The second point relates to the regulatory approach taken in the response. In recent years, we have seen a clear tendency towards more executive law-making in general, and through statutory orders in particular. A recent publication by Aarhus colleagues analyses this tendency, and points to some of the obvious issues involved in such a power shift away from Parliament, in which public officials and Government take a more prominent role in actual law-making. The Government has issued a large number of such executive orders on the social and employment area, on law and order, as well as on the health sector. Accordingly, the regulatory approach seems to confirm an existing trend towards more executive involvement in law-making, and this, obviously, raises fundamental questions about the constitutional modus operandi of Denmark in the years to come.
Something Concluding. Bad Lessons from a Good Experience?
Clearly, with regard to both popular support and positive statistics, the Danish Government’s response to COVID-19 has been successful. The obvious question is then, what should we learn? It might seem, for some, straightforward to conclude that the amendments to the Danish Epidemic Act has played and is playing a key role in this. However, just because one crisis management system worked this does not mean that others would not have. A number of other explanations of the Danish success is equally relevant. Danes are culturally very rule obedient and have high trust in public institutions. Denmark is a small country and has a relatively homogeneous population, giving a good control span and the possibility of effective social control and monitoring.

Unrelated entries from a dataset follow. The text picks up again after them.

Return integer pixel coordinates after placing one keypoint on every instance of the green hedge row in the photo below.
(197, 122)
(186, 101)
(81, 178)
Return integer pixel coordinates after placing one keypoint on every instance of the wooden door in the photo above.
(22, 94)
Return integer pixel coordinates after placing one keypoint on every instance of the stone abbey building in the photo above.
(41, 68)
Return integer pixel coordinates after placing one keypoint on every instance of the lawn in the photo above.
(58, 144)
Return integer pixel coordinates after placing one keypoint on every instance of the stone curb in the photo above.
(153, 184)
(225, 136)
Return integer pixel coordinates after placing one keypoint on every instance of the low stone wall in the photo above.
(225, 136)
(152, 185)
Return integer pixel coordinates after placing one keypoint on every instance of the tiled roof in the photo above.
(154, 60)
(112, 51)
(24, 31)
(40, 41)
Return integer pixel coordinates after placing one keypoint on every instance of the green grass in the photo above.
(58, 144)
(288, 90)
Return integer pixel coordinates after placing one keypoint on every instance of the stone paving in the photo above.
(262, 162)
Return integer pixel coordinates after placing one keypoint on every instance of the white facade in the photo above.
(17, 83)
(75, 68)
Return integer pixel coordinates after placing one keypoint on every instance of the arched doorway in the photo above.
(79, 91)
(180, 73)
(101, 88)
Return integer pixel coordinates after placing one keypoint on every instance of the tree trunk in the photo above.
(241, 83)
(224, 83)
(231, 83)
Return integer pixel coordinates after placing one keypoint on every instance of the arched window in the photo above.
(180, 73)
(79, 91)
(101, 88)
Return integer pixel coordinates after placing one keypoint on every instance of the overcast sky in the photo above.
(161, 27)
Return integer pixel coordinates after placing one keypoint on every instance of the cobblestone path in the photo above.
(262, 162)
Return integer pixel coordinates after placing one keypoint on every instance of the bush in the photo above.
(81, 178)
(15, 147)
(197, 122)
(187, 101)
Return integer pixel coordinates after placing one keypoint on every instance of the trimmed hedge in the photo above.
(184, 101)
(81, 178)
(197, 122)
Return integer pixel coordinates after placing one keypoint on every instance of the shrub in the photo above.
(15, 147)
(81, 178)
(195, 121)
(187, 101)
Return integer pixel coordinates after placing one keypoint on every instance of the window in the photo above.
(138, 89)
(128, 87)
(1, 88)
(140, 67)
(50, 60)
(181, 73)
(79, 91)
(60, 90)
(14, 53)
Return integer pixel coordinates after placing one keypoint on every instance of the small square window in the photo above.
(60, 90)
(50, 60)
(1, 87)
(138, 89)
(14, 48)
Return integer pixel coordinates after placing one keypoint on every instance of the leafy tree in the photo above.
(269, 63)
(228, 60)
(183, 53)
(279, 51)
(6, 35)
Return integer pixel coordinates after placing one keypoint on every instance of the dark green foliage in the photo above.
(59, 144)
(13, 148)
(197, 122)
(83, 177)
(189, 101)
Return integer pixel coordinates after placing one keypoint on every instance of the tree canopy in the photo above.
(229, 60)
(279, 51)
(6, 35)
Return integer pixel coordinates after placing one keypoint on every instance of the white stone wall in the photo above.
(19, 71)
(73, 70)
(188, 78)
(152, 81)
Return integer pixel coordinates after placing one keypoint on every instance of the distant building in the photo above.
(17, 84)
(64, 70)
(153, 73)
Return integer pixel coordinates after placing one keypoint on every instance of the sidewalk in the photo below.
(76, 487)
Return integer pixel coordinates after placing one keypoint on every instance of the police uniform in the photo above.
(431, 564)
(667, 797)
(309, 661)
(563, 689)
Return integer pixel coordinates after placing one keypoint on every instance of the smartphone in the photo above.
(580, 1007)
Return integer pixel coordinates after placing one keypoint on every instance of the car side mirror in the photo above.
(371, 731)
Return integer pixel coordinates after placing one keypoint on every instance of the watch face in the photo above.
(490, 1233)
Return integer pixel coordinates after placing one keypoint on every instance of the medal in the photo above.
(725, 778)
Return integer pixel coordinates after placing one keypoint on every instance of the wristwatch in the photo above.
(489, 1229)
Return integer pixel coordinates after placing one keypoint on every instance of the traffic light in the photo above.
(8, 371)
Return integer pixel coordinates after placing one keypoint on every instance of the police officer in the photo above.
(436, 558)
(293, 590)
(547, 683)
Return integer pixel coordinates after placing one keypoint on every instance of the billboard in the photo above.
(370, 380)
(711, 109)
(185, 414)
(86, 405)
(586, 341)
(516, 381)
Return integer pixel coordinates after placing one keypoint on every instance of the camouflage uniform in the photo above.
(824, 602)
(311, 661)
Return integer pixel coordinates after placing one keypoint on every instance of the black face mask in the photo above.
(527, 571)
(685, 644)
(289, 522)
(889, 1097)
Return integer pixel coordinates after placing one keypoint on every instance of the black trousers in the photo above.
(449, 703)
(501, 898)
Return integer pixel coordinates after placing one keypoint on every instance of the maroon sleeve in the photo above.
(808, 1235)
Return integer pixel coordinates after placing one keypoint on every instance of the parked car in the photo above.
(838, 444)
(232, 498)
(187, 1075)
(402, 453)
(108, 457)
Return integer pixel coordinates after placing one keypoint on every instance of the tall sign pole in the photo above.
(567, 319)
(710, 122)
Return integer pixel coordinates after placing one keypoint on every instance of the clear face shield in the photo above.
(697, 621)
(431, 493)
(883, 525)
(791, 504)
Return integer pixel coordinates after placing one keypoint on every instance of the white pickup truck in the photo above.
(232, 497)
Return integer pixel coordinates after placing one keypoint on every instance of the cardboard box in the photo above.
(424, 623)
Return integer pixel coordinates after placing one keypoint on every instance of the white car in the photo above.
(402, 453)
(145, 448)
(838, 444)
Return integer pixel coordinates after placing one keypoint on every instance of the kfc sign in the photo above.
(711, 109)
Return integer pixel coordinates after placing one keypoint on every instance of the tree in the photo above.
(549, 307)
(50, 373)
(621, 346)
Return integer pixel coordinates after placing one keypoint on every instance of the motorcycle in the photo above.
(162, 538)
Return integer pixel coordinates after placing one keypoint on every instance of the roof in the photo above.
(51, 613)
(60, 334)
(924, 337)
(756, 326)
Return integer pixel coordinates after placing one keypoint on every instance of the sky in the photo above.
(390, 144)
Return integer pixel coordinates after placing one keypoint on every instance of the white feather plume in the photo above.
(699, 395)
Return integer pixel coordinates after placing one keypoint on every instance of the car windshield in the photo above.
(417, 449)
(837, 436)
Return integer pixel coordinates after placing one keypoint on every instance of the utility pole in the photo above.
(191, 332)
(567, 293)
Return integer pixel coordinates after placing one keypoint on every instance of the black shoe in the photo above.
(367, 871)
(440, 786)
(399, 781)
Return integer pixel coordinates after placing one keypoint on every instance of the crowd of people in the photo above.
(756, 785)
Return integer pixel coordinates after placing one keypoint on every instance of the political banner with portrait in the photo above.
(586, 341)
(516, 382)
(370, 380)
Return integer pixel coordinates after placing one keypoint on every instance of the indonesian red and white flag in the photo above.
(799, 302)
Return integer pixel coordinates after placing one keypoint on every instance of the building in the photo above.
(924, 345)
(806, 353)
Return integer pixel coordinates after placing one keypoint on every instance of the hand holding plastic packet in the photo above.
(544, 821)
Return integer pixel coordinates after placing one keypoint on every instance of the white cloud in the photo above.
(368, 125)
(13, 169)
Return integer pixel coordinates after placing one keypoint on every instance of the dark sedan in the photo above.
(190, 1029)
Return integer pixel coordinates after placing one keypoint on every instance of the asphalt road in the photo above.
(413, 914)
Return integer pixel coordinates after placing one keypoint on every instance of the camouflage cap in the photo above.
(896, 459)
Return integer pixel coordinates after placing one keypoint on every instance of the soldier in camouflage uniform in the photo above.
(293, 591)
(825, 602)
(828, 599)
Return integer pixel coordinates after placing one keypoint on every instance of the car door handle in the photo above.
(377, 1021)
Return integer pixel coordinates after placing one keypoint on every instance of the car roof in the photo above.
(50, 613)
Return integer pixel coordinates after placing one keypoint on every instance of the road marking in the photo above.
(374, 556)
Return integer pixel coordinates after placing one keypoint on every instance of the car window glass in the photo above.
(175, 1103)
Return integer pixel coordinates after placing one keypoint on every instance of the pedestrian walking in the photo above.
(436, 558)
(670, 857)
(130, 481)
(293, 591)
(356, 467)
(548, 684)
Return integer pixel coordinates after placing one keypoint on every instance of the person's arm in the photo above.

And finally, Denmark has a well-developed welfare state model, perfectly suited to handle the functions necessary during a close-down (where we have a higher degree of reliance on the state), and with a well-established tradition for the state to carry critical tasks making the friction and controversy of expanding such tasks less of an obstacle.
In sum, a substantial risk of the success is that the lessons drawn by future Governments is that extraordinary law making, and (lawful) suspension of individual rights is the way to handle crisis. In fewer words, that increasing executive power was the recipe for success, rather than the resilience and cultural properties of the Danish society. Going ahead, we have a collective responsibility of nuancing that picture, so that we do not forget the important details adding up to the success.